- #1
StevieMurray
- 3
- 0
Homework Statement
ds^2 = g_{tt} dt^2 + g_{tx} (dt dx + dx dt)
with g_{tt} = -x and g_{tx} = 3
"Show that this is indeed a spacetime, in the sense that at every point, in any coordinates, the matrix g_{\mu \nu} can be diagonalized with one positive and one negative entry. Hint: You can diagonalize the matrix, but that is the hard way. There is a one-line answer."
Homework Equations
Christoffel Symbols:
g_{\alpha \delta} \Gamma^{\delta}_{\beta \gamma} = \frac{1}{2} \left( \frac{\partial g_{\alpha \beta}}{\partial x^{\gamma}} + \frac{\partial g_{\alpha \gamma}}{\partial x ^{\beta}} - \frac{\partial g_{\beta \gamma}}{\partial x^{\alpha}} \right)
ds^2 = g_{\mu \nu}(p) x^{\mu} x^{\nu}
The Attempt at a Solution
I think I have all the components for the solution but I can't put the pieces together. I think I'm supposed to show that the geometry defined in 1. has local inertial frames. Can I do this by showing that the Christoffel symbols vanish (I don't think they all do)? And how do I show that this is valid for any coordinates?
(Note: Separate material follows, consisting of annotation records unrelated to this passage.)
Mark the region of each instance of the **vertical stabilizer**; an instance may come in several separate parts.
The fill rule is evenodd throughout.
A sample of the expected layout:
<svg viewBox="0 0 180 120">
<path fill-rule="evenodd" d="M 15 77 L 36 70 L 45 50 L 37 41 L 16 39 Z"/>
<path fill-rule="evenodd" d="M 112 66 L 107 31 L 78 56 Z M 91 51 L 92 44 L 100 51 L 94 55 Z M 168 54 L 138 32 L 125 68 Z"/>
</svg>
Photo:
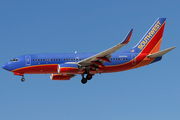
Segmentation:
<svg viewBox="0 0 180 120">
<path fill-rule="evenodd" d="M 135 52 L 156 53 L 160 50 L 166 18 L 158 18 L 142 37 L 139 43 L 133 47 Z"/>
</svg>

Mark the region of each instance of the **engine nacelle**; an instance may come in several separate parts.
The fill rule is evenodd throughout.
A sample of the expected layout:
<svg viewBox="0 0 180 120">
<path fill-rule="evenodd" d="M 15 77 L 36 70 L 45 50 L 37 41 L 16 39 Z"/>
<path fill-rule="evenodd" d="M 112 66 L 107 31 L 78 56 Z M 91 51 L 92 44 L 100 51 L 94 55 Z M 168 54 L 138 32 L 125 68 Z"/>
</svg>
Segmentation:
<svg viewBox="0 0 180 120">
<path fill-rule="evenodd" d="M 61 75 L 61 74 L 51 74 L 51 80 L 70 80 L 72 76 L 70 75 Z"/>
<path fill-rule="evenodd" d="M 58 73 L 60 74 L 78 74 L 77 64 L 59 64 Z"/>
</svg>

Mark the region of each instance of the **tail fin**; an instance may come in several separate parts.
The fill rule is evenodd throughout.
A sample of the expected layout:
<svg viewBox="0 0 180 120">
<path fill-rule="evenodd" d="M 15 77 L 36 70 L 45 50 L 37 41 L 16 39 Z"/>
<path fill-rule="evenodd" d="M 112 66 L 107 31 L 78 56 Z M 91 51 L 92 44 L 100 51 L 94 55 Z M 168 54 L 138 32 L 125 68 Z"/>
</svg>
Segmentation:
<svg viewBox="0 0 180 120">
<path fill-rule="evenodd" d="M 139 43 L 133 47 L 135 52 L 156 53 L 160 50 L 166 18 L 158 18 L 142 37 Z"/>
</svg>

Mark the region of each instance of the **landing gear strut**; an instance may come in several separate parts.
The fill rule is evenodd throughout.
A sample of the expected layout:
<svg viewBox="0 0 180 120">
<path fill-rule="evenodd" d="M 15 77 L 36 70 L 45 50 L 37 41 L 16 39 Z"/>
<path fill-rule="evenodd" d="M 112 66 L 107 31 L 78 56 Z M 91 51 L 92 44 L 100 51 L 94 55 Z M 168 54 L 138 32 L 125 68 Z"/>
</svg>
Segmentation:
<svg viewBox="0 0 180 120">
<path fill-rule="evenodd" d="M 24 81 L 25 81 L 24 75 L 22 76 L 21 81 L 22 81 L 22 82 L 24 82 Z"/>
<path fill-rule="evenodd" d="M 87 74 L 86 78 L 84 77 L 84 74 L 82 74 L 82 79 L 81 79 L 81 83 L 82 84 L 86 84 L 88 80 L 92 79 L 92 75 L 91 74 Z"/>
</svg>

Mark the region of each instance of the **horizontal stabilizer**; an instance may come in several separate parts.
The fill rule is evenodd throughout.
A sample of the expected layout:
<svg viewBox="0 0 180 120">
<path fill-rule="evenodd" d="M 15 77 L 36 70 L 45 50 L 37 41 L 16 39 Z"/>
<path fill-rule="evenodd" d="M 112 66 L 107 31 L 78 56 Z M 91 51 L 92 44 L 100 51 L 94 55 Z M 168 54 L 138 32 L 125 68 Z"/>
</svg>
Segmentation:
<svg viewBox="0 0 180 120">
<path fill-rule="evenodd" d="M 168 48 L 168 49 L 159 51 L 159 52 L 157 52 L 157 53 L 153 53 L 153 54 L 147 55 L 147 57 L 148 57 L 148 58 L 161 57 L 161 56 L 163 56 L 164 54 L 168 53 L 169 51 L 173 50 L 174 48 L 176 48 L 176 47 L 171 47 L 171 48 Z"/>
<path fill-rule="evenodd" d="M 131 29 L 129 31 L 129 33 L 127 34 L 127 36 L 124 38 L 124 40 L 121 42 L 121 44 L 128 44 L 130 39 L 131 39 L 131 35 L 132 35 L 133 29 Z"/>
</svg>

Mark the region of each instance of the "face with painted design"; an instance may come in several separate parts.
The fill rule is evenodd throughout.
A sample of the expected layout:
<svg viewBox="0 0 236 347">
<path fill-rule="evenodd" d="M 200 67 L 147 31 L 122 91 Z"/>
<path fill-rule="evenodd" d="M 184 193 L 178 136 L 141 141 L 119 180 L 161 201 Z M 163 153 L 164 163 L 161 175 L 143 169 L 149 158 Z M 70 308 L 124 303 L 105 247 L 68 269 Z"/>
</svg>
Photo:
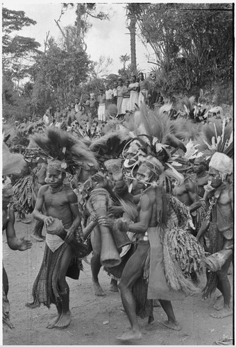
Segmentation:
<svg viewBox="0 0 236 347">
<path fill-rule="evenodd" d="M 2 193 L 2 209 L 7 210 L 8 204 L 12 201 L 13 189 L 11 187 L 8 189 L 3 189 Z"/>
<path fill-rule="evenodd" d="M 213 188 L 217 188 L 219 187 L 223 182 L 222 175 L 220 172 L 212 167 L 210 167 L 209 175 L 209 180 L 211 181 L 210 185 Z"/>
<path fill-rule="evenodd" d="M 52 188 L 58 188 L 63 184 L 65 173 L 56 169 L 49 168 L 47 171 L 45 182 Z"/>
<path fill-rule="evenodd" d="M 144 164 L 142 164 L 136 174 L 136 180 L 137 181 L 137 186 L 141 189 L 144 187 L 144 185 L 146 182 L 150 182 L 151 178 L 153 176 L 153 173 L 147 166 Z"/>
</svg>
I've also considered expanding the metric as described here: http://mathpages.com/rr/s5-07/5-07.htm :
g_{\mu \nu}(p + x) = g_{\mu \nu}(p) + g_{\mu \nu,\alpha} x^{\alpha} + \frac{1}{2} g_{\mu \nu,\alpha \beta} x^{\alpha} x^{\beta} + \cdots
with
g_{\mu \nu, \alpha} = \left( \frac{\partial g_{\mu \nu}(x)}{\partial x^{\alpha}} \right)_p
and
g_{\mu \nu, \alpha \beta} = \left( \frac{\partial^2 g_{\mu \nu}(x)}{\partial x^{\alpha} \partial x^{\beta}} \right)_p
and then take x to be vanishingly small so that we only use the first term in
ds^2 = g_{\mu \nu}(p) x^{\mu} x^{\nu}
In that case g_{\mu \nu} is just a matrix with numbers which can be diagonalized.
The one-line answer probably has something to do with the fact that some specific derivatives vanish but I don't understand why this is the answer.